That the Irish members will thus vote on a matter of special and vital
importance to England is admitted. But things stand far worse than this.
The vote of the Irish delegation will and must be swayed by an interest
adverse to the welfare of Great Britain; for the interest of Great
Britain, or, to use ordinary language of England, is that the English
Government should be strong, and should represent the majority of the
English or British electors. The direct interest of the Irish delegation
is that the English Government should be weak, and represent the
minority of English electors. That this is so is obvious. The weaker the
British Government, the greater the weight of the Irish representatives.
But if the English Cabinet represents a minority of the British people,
and are kept in office only by the votes of their Irish allies, then the
influence of the Irish representatives and the weakness of the English
Government will have reached its extreme point. The effect therefore of
the arrangement which brings Irish members to Westminster is to place
the administration of English affairs in the hands of the party,
whichever it be, that does not represent the wishes of the English
people. This master stroke of Gladstonian astuteness ensures that
Radicals shall be in office when the opinion of England is Conservative,
and that Conservatives shall be in power when English opinion tends
towards Radicalism.
_Secondly_. The retention of the Irish members breaks up our whole
system of Cabinet government. This system has some inherent defects, but
it cannot work at all with any benefit to the country unless the Cabinet
can depend on the support of a permanent majority. The result of what
has happily been described as the 'in-and-out plan,' that is the scheme
for allowing Irish members to vote on some subjects and not on others,
will be the constitution of two majorities, and it is more than possible
that the one majority may belong to one party and the other majority to
another. Look at the effect on the transaction of public affairs. The
Irish members and the English Liberals combined may put in office a
Liberal Cabinet.
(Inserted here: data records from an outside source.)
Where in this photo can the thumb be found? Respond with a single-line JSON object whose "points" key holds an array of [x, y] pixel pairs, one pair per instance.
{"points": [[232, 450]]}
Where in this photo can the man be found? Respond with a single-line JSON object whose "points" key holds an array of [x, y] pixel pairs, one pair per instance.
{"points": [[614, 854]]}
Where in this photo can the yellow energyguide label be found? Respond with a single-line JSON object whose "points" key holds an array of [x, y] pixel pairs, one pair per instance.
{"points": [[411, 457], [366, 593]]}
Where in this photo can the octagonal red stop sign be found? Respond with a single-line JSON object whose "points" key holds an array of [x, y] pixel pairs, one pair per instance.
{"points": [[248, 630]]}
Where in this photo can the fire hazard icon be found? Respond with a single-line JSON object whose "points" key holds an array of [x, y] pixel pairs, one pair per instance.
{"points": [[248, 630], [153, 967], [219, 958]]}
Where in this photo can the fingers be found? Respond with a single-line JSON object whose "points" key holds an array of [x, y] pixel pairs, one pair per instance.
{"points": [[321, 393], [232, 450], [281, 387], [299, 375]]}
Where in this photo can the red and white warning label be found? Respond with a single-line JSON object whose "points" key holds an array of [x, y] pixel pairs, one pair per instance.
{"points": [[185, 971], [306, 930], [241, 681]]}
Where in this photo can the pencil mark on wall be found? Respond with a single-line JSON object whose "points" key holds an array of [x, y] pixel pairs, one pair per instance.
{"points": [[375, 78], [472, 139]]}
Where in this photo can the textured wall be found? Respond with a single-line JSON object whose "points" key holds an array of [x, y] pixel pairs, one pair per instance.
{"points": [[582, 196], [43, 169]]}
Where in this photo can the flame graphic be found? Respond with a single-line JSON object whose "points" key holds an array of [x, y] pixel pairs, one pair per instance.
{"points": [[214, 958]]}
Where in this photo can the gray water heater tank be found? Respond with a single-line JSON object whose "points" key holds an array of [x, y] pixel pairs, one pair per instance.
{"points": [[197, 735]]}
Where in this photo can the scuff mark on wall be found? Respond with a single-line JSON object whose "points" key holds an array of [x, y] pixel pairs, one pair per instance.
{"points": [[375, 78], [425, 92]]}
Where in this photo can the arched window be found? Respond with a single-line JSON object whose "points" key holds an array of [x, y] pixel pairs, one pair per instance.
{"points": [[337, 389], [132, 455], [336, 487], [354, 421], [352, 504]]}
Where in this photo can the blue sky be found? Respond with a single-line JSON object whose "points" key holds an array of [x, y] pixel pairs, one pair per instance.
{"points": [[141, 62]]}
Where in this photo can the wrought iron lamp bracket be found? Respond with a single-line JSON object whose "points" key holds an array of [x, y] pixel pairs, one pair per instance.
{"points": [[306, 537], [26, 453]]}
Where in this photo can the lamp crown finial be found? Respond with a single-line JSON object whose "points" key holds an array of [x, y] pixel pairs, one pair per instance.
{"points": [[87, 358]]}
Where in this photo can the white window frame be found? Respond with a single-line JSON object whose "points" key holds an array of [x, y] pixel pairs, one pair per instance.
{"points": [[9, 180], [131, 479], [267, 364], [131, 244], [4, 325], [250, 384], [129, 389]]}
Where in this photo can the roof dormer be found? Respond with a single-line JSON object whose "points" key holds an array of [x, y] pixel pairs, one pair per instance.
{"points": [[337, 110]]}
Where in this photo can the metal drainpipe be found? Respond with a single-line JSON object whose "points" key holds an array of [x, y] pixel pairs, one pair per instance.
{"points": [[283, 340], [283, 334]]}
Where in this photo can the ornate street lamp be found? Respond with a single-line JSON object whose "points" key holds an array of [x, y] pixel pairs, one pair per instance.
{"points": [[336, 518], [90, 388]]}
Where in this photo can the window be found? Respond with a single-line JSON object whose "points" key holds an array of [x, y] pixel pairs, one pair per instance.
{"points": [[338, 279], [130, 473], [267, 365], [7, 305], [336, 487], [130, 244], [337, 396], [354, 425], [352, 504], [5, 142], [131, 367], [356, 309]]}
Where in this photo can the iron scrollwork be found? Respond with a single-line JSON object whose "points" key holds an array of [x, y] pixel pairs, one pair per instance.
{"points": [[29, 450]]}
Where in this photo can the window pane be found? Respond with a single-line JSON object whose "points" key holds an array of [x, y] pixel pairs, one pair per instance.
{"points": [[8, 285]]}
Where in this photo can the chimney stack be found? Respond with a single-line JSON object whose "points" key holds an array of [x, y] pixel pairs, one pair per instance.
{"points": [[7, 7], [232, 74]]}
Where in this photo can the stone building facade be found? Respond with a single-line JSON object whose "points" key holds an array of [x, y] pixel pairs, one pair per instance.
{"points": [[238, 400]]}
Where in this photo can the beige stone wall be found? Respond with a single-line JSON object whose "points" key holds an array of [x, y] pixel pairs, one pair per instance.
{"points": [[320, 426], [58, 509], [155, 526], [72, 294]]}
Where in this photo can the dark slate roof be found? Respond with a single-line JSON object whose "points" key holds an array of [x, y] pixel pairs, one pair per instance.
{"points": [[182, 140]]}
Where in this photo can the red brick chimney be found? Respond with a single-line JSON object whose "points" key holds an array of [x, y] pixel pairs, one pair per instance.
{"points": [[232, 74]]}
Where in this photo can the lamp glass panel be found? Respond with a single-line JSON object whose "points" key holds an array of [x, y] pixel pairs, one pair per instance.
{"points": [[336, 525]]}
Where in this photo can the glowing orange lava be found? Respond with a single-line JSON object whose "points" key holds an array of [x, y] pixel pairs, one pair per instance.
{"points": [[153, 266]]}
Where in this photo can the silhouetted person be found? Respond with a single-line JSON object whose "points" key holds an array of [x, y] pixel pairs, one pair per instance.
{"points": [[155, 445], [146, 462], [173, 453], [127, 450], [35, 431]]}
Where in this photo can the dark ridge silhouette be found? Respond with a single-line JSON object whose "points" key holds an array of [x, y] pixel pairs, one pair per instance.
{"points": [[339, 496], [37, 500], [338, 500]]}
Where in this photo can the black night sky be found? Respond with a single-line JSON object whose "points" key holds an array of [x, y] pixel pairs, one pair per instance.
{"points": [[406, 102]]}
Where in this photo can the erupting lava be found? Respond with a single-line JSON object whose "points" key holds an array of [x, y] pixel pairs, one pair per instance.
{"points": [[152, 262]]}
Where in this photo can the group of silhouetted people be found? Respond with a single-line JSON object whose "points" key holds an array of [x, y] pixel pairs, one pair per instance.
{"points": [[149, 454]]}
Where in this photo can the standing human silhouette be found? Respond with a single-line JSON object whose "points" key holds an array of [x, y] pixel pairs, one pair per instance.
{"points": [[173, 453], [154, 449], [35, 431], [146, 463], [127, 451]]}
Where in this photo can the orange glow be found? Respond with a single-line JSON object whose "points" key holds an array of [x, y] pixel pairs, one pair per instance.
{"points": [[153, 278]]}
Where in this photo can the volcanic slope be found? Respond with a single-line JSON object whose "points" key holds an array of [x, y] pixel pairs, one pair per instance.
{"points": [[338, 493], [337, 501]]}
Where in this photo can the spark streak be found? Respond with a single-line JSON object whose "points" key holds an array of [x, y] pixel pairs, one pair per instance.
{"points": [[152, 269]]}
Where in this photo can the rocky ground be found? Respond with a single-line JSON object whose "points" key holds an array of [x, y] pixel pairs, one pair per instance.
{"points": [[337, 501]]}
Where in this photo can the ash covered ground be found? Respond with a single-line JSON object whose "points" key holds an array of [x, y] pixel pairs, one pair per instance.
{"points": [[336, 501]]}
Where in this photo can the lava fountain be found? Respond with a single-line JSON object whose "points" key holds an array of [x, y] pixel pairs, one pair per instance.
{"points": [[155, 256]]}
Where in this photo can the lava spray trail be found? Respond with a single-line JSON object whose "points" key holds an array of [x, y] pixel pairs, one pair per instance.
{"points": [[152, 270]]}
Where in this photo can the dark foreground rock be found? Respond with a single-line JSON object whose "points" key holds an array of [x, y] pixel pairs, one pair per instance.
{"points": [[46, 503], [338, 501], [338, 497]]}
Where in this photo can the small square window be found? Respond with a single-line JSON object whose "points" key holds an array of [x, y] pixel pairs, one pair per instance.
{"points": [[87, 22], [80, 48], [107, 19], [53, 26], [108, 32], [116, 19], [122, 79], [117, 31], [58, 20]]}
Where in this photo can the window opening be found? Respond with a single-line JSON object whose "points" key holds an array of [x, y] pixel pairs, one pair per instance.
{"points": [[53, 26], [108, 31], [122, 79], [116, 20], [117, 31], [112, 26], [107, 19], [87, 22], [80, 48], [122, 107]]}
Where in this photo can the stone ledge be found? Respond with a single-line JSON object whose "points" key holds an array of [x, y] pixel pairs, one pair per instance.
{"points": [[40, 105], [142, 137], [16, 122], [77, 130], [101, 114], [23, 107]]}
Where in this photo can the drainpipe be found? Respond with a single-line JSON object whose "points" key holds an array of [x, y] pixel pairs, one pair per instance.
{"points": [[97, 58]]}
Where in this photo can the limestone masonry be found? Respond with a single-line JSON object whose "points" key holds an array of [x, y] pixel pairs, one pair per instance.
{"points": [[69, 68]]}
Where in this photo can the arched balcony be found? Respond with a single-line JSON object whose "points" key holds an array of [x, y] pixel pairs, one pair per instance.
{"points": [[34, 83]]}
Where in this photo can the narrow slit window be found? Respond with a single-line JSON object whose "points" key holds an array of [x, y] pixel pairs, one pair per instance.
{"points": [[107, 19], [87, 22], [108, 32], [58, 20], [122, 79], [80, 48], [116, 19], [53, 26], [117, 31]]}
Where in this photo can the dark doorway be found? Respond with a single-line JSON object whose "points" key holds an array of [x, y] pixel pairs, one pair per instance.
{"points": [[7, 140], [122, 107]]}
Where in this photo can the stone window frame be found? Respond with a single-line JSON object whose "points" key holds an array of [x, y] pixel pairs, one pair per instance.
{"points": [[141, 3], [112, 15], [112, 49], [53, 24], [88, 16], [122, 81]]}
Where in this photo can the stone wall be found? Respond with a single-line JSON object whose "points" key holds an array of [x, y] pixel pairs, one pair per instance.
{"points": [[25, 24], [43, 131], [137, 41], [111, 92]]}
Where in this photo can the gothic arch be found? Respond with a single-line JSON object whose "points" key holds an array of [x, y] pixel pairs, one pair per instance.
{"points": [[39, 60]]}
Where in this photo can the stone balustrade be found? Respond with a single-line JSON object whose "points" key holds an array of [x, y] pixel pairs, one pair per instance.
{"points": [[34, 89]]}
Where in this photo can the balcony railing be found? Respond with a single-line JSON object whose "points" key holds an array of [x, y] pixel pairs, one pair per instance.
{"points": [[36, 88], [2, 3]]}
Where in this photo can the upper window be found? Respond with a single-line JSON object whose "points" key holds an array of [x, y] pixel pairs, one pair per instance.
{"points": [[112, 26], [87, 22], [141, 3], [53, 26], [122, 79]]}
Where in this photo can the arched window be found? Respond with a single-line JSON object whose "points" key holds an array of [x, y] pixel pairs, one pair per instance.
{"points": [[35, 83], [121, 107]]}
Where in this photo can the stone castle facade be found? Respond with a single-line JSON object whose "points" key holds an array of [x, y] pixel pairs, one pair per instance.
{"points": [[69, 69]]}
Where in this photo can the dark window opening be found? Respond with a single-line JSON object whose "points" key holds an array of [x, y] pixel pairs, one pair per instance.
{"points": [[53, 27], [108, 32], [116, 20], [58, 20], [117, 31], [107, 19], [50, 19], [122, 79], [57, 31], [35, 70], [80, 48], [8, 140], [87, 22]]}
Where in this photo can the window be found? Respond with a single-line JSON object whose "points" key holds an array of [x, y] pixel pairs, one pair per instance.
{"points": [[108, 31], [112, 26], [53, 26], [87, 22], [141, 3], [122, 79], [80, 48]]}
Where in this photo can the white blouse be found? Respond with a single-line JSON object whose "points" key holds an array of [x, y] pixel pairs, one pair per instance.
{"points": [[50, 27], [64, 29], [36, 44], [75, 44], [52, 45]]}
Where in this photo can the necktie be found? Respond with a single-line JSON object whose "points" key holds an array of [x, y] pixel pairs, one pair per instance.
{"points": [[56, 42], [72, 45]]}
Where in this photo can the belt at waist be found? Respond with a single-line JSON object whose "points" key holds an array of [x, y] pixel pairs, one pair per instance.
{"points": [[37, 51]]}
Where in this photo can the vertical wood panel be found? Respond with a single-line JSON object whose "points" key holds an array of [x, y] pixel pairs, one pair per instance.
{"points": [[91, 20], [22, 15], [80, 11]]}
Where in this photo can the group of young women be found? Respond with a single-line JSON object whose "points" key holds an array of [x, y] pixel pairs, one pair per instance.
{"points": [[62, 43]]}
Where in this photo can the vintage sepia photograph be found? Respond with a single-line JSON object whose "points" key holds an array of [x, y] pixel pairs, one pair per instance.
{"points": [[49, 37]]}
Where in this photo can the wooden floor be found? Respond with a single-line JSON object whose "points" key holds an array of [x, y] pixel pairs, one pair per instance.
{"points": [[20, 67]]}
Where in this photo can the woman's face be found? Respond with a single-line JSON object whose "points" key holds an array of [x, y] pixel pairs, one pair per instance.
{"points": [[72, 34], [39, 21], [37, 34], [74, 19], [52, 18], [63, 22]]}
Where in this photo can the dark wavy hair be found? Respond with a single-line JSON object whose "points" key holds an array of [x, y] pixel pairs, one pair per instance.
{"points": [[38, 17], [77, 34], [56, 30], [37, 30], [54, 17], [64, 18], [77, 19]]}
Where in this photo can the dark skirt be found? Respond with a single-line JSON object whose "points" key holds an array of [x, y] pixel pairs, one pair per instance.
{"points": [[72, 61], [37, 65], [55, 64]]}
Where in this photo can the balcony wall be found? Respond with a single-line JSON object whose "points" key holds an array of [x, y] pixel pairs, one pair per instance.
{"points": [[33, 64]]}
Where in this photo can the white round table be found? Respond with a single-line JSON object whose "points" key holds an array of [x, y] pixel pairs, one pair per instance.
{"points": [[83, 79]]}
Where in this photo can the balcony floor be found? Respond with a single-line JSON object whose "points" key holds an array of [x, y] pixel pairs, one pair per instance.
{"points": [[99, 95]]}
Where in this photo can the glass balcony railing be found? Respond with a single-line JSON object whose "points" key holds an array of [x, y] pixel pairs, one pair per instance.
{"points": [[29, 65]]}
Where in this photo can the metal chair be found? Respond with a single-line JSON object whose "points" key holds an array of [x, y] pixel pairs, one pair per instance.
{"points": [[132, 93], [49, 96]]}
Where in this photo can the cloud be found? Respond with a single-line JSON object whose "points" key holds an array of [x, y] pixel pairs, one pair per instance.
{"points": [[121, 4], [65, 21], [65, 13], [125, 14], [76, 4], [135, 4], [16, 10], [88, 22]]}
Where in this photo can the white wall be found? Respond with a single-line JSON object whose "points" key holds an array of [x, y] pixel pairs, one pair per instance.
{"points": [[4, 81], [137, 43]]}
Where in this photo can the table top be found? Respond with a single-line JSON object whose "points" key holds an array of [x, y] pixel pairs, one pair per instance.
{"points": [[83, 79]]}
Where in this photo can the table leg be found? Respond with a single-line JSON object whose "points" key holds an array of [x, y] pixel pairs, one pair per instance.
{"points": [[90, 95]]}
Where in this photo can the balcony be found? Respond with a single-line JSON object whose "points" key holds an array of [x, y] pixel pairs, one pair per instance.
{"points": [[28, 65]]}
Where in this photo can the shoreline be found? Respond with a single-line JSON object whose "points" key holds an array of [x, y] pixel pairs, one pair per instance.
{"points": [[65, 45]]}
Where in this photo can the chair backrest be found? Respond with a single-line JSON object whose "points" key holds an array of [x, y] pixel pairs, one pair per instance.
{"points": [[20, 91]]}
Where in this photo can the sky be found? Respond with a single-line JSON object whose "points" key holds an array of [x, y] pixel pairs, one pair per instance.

On English matters, _e.g._ the question of
Disestablishment, or of Home Rule for Wales, the British majority
consisting of British members of Parliament only may constantly defeat
the Gladstonian Cabinet, and thus force into office a Conservative
Cabinet which could command a majority on all subjects of purely British
interest, but would always be in a minority on all matters of Imperial
policy, _e.g._ on the conduct of foreign affairs. Which Cabinet would
have a right to retain power? The sole answer is--neither. The proposed
plan, in short, undermines our whole scheme of government.
_Thirdly_. The Irish members who are now simply Irish members of the
Imperial Parliament will be transformed into a very different thing--an
Irish delegation. The importance of this change cannot be over-rated.
The essential merit of our present system of government is that the
Executive, no less than the Parliament of the United Kingdom, represents
the country as a whole. Our Premier may be a Scotsman, but we know of no
such thing as a Scottish Premier. Englishmen may form the majority of
the Cabinet, but we have never had an English Cabinet as contrasted with
a Scottish or an Irish Cabinet. It has never been contended, hardly has
it been hinted, that a Ministry ought to be made up of members taken in
certain proportions from each division of the kingdom. But from the
moment that sectional representation, and with it open advocacy of
sectional interests, is introduced into the House of Commons, there will
arise the necessity for the formation of sectional Cabinets.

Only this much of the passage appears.